An increase in member states’ decentralisation policies
When discussing the part regions have to play in Europe, it is important to see that the authority of European Union member states has been gradually decentralised to regions over recent years. These regions have become paramount in Europe today and have seen their authority extend to many different areas. These decentralisation policies are partly explained by the legitimacy of regional authorities which are closer to the field, are more in the loop about local issues and know the ins and outs of their territory as well as its stakeholders. In a way, regions bring citizens and European policies closer together by acting in local interests.
This crucial role of regions and cities in drawing up most EU policies was highlighted at the 2019 edition of the European Week of Regions and Cities. Each local authority was able to demonstrate their ability to create growth and jobs and showcase their role in implementing the EU’s cohesion policy. This regional management is conducive to good European governance.

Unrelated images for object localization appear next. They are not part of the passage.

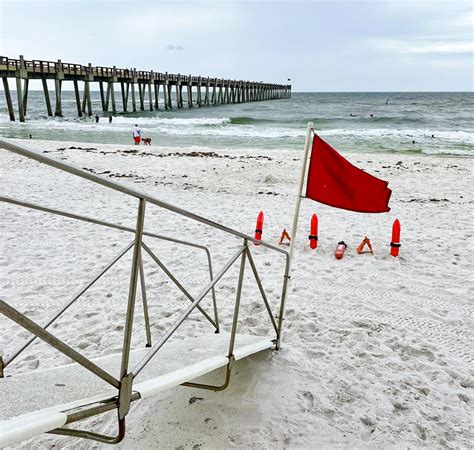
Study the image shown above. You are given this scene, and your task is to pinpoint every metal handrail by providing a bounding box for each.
[0,138,291,443]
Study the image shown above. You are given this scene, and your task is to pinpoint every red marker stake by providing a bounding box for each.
[390,219,401,257]
[335,241,347,259]
[255,211,264,244]
[309,213,318,249]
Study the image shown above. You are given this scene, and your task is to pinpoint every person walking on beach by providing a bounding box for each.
[132,124,141,145]
[109,115,113,124]
[95,114,100,123]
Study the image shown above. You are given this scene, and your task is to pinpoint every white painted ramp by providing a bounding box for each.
[0,333,273,448]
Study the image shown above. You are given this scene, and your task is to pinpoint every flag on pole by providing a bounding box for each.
[305,134,392,213]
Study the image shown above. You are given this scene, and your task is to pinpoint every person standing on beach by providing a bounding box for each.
[132,124,141,145]
[109,115,113,124]
[95,114,99,123]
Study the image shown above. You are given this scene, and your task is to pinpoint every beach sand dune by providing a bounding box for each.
[1,139,472,449]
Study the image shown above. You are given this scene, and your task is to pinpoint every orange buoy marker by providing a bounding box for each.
[335,241,347,259]
[279,228,292,246]
[254,211,264,244]
[356,236,374,255]
[390,219,401,257]
[309,213,318,249]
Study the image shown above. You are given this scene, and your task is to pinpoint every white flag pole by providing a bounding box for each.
[278,121,313,347]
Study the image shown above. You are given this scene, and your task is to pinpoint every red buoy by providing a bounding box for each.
[309,213,318,249]
[390,219,401,257]
[255,211,264,243]
[335,241,347,259]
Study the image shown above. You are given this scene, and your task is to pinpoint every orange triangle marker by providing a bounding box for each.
[356,236,374,255]
[279,228,292,246]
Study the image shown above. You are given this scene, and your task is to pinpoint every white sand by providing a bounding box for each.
[1,139,472,449]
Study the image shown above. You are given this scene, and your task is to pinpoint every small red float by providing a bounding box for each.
[390,219,401,257]
[255,211,264,243]
[309,213,318,249]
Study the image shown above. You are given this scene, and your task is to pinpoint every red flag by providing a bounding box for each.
[306,134,391,213]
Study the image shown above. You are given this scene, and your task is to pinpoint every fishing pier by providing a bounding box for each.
[0,55,291,122]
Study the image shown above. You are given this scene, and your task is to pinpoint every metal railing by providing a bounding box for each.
[0,137,290,444]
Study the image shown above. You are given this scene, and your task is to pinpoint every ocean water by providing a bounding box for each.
[0,91,472,155]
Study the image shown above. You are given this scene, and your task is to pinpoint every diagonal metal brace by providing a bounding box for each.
[0,300,120,389]
[141,242,218,330]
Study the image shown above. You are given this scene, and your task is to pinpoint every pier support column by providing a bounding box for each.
[167,83,172,109]
[131,82,137,112]
[85,80,92,116]
[54,59,64,117]
[42,78,53,116]
[176,76,182,108]
[105,83,110,111]
[138,83,145,111]
[15,77,25,122]
[15,55,29,122]
[163,79,168,110]
[54,79,62,117]
[2,77,15,121]
[148,82,153,111]
[211,83,216,104]
[22,78,29,115]
[81,82,87,114]
[187,81,193,107]
[205,79,210,105]
[73,79,82,117]
[99,82,106,111]
[197,79,202,107]
[110,81,117,113]
[154,82,160,110]
[121,82,128,112]
[81,80,92,116]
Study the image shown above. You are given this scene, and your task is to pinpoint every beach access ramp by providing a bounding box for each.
[0,138,290,446]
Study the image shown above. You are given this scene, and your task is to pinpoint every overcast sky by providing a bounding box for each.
[0,0,472,91]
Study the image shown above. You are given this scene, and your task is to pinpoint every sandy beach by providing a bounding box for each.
[1,138,472,449]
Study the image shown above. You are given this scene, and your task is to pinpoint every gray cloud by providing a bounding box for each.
[166,44,185,52]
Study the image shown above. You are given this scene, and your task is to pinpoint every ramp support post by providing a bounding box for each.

Investing in regional policies helps achieve many objectives and complements European policies in areas such as education, employment, energy, the environment, research and innovation.
Cohesion policy: reducing inter-regional developmental disparity
The EU is made up of 281 regions, each of which has unique socio-economic characteristics. Funding for cohesion policy is divided between regions depending on their level of development so the least-developed regions can stand shoulder to shoulder with their neighbours. From 2014 to 2020, nearly a third of the European budget was dedicated to cohesion policy. The goal is to support economic growth, improve citizens’ quality of life and reduce developmental disparity between different territories.
Regions actively contribute to economic and social cohesion across Europe. Their actions directly impact differences in development between territories. They work for smart, sustainable and inclusive growth in the European Union.
However, several European countries want the 2021-2027 budget to be reduced to 1% of member states’ gross national income. This would greatly reduce the budget which could impact cohesion policies and see less funding allocated to regions. The European Commissioner for Budget and Human Resources, Günther Oettinger, thinks that this reduction should be limited to 10 or even 5%.